原発事故のために避難した子どもに対するいじめの状況を文部科学省が公表した。把握されたケースは氷山の一角かもしれない。避難を余儀なくされた子どもらを見守り、異変を見逃さずにいたい。

 調査は、福島原発事故後に福島県の内外に避難した小中高生ら約一万二千人を対象に行われた。二〇一六年度は百二十九件、一五年度以前は七十件の計百九十九件。このうち震災や原発事故に関連したケースは十三件だった。

 調査のきっかけは昨年秋、横浜に避難した男子生徒が小学校時代に、同級生から暴力をふるわれたり、遊興費などのために百五十万円を要求されていたことが発覚したことである。

 同省は十二月、同様のいじめがないか調べるように学校に求め、子どもたちに面談などをして確認を行った。十三件の内容は「福島へ帰れ」「放射能がうつる」などと心ない言葉を投げ付けられ傷ついている場合が多い。被害に遭ってもすぐに親や教師には言えなかったというケースもある。慣れない避難先で不安な生活を送っている子どもが、さらにいじめに遭うのはあまりにも理不尽である。

 原発避難者たちが各地で提訴している損害賠償裁判でもいじめの問題が出ている。避難者に限らず、いじめの問題への対応は難しいが、原発避難という特別な事情を踏まえ、子どもの様子を見守ることで異変のサインもキャッチできる。問題の芽を早めに摘めるのではないか。

 避難者の子どもたちに放射能や賠償金のイメージがついて回るのは、大人が持っている差別や偏見の影響があるだろう。今村雅弘復興相が区域外の自主避難者の避難について「自己責任」と発言した。国策が招いた原発事故なのに、被害者に責任を転嫁するような認識を閣僚が率先して示すようでは、偏見や差別を助長させる。

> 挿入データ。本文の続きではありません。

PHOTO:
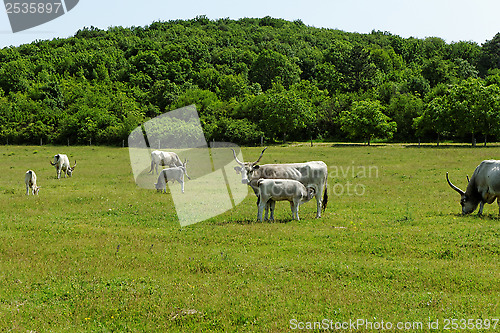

 松野博一文科相は避難者いじめの防止策として、子どもらが放射線に対する科学的な知識を身に付けることも呼び掛けた。だが、子どもたちに求める放射能の知識とは何を指すのか。原発事故の影響を矮小(わいしょう)化しようとする思惑があるのなら見逃せない。

 横浜の生徒は「いままでなんかいも死のうとおもった。でも、しんさいでいっぱい死んだからつらいけどぼくはいきるときめた」と手記に書いた。自分と同じように苦しむ子どもたちのために生徒が出した勇気に、大人たちは正面からこたえなくてはならない。